Nel bresciano esiste un gruppo esteso di sindaci che sostengono la campagna per l’adesione dell’Italia al trattato per l’abolizione delle armi nucleari, in collegamento con Lisa Clark che è la referente in Italia della rete Ican, Nobel per la pace 2017.
Tra questi sindaci troviamo Antonio Trebeschi, primo cittadino di Colle Beato, espressione di una lunga e feconda storia familiare che risale al nonno Andrea, deportato e ucciso nel 1944 a Dachau quale esponente di punta dell’antifascismo cattolico.
La ricchezza civile di questa parte della Lombardia trova l’esempio più eclatante nella leggendaria azione delle lavoratrici della Valsella, a partire da Franca Faita, che riuscirono a far chiudere una fabbrica di mine anti uomo per riconvertirla ad usi civili.

Si tratta di una pagina gloriosa per il nostro Paese perché il movimento spontaneo e deciso degli operai e, soprattutto, delle operaie bresciane ha concorso all’adozione, nel 1999, della Convenzione internazionale di Ottawa per “la proibizione in tutto il mondo dell’uso, stoccaggio, produzione e vendita delle mine antiuomo e per la distruzione di quelle inesplose”.
Una convenzione che ha permesso la distruzione nel mondo, finora, di 55 milioni di scorte di mine, anche se ne restano almeno altre 50 milioni inesplose, molte di fabbricazione italiana, e ancora 31 Paesi (tra cui Usa, Cina, Russia e Arabia Saudita) si rifiutano di firmare l’accordo.
L’Italia avrebbe risorse e competenze per promuovere attività specialistiche nel settore dello sminamento. Attività, come si comprende, richiesta nel mondo. Ma il più grande gruppo industriale nazionale del settore a partecipazione pubblica, Leonardo Finmeccanica, ha orientato investimenti e linee di produzione nella filiera bellica, come i già citati F35.
E proprio davanti alla sede locale di questa industria, nel pieno dell’emergenza Coronavirus, si è recato don Fabio Corazzina, parroco bresciano da sempre conosciuto per il suo impegno trasparente per la pace e gli ultimi, trasmettendo un video che ha totalizzato migliaia di visualizzazioni.

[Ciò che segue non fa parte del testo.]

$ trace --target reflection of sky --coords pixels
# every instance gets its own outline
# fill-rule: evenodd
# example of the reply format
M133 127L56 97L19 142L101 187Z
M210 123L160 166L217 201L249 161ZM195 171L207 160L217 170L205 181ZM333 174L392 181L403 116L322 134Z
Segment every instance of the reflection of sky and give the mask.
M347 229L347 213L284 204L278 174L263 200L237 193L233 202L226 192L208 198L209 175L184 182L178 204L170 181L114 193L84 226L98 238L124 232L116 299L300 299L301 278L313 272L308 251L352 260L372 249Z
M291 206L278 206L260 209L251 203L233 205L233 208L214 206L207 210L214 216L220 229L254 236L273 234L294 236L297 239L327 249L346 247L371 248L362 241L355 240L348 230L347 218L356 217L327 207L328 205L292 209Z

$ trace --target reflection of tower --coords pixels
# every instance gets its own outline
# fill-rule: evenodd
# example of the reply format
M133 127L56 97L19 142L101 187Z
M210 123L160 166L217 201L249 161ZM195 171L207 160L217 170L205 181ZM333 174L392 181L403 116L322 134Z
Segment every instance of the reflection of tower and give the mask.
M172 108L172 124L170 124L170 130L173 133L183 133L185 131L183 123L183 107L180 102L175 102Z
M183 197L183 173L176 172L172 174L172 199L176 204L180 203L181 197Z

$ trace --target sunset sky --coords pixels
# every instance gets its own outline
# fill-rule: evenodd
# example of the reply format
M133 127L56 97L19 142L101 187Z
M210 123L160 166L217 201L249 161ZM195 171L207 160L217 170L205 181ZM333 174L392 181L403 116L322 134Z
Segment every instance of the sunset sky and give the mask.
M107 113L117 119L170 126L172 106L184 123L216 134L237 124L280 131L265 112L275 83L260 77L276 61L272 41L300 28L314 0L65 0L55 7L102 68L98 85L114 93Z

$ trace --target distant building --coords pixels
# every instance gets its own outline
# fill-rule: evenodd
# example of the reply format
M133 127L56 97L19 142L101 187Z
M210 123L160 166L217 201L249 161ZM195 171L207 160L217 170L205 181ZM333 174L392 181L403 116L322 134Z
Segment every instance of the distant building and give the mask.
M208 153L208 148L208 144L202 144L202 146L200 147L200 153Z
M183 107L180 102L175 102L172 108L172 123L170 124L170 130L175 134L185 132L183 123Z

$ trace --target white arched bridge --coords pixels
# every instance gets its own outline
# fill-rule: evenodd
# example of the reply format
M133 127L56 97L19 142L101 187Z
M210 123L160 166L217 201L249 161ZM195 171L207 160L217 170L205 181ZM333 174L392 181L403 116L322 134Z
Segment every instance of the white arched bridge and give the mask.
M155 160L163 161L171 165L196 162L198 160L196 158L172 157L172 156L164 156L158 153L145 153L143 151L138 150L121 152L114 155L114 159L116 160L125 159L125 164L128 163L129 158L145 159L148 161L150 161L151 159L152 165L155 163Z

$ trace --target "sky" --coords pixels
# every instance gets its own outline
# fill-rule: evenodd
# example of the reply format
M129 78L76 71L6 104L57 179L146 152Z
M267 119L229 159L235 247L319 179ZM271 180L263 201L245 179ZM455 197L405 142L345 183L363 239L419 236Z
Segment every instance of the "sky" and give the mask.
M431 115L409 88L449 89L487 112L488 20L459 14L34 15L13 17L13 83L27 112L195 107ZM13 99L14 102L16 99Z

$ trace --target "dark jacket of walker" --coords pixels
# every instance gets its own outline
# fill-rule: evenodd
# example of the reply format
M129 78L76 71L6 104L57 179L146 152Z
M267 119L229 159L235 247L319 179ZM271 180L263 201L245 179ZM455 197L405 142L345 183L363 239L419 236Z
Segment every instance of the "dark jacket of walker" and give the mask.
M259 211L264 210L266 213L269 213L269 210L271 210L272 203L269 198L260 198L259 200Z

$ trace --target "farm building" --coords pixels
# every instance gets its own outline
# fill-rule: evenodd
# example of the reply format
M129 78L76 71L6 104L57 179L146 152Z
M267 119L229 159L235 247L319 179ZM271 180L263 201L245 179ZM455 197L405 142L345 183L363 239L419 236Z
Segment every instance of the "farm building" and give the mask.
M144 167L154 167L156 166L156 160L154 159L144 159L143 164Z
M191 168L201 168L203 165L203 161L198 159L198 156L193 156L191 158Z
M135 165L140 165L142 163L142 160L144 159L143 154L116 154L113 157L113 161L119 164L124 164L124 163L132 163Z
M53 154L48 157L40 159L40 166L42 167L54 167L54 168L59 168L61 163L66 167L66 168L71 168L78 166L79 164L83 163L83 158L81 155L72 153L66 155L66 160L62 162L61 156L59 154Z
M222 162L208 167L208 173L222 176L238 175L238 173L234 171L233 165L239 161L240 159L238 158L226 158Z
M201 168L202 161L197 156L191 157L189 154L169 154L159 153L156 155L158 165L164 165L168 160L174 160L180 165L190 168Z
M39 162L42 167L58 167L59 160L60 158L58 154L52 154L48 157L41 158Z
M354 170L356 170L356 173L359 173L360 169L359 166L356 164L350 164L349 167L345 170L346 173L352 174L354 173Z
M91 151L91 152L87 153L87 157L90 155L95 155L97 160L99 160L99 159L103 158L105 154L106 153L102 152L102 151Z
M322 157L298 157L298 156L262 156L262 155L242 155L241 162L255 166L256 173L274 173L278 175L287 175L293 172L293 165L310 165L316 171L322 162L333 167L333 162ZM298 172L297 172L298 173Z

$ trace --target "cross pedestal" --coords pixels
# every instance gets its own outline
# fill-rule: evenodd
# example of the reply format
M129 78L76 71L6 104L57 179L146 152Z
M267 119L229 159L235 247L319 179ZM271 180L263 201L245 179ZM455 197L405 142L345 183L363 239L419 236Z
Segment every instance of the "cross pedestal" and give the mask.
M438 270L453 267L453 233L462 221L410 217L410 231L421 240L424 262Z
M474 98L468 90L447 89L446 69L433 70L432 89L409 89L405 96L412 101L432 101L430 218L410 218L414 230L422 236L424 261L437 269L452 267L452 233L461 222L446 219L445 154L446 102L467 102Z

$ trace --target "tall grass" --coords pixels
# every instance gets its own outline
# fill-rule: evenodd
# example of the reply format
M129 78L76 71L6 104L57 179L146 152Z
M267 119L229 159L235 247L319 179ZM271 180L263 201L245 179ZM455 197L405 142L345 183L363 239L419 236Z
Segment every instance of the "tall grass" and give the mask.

Corazzina ha invitato a riconoscere che è questo il tempo di trasformare le spade i aratri. È anche quello che appare evidente in tanti studi e analisi che insistono sulla necessità di investire in attività necessarie per la riconversione economica in senso ecologico e cura di un mondo altrimenti avviato all’autodistruzione.

È con questi testimoni che si pone il collegamento promosso dal Movimento dei Focolari Italia il 24 aprile 2020, giorno della vigilia dei 75 anni dal 25 aprile 1945. Per capire l’esito possibile di un Liberazione che resta da scrivere affondando nelle giuste radici.

Come ha scritto, in “Chiesa e capitalismo,  Giovanni Bazoli, assieme al grande giurista tedesco  Ernst-Wolfgang Böckenförde, dopo l’inizio della grande crisi del 2008, «l’ethos strutturale delle democrazie moderne include il riconoscimento del prossimo come persona e conseguentemente sancisce una necessaria correlazione tra diritti di libertà e doveri di solidarietà».

È venuto il tempo per capire, a partire da questa consapevolezza di un bresciano molto noto, dove abbiamo continuato a sbagliare, anche dopo quella crisi finanziaria di 12 anni addietro. E capire come cambiare rotta prima che sia troppo tardi.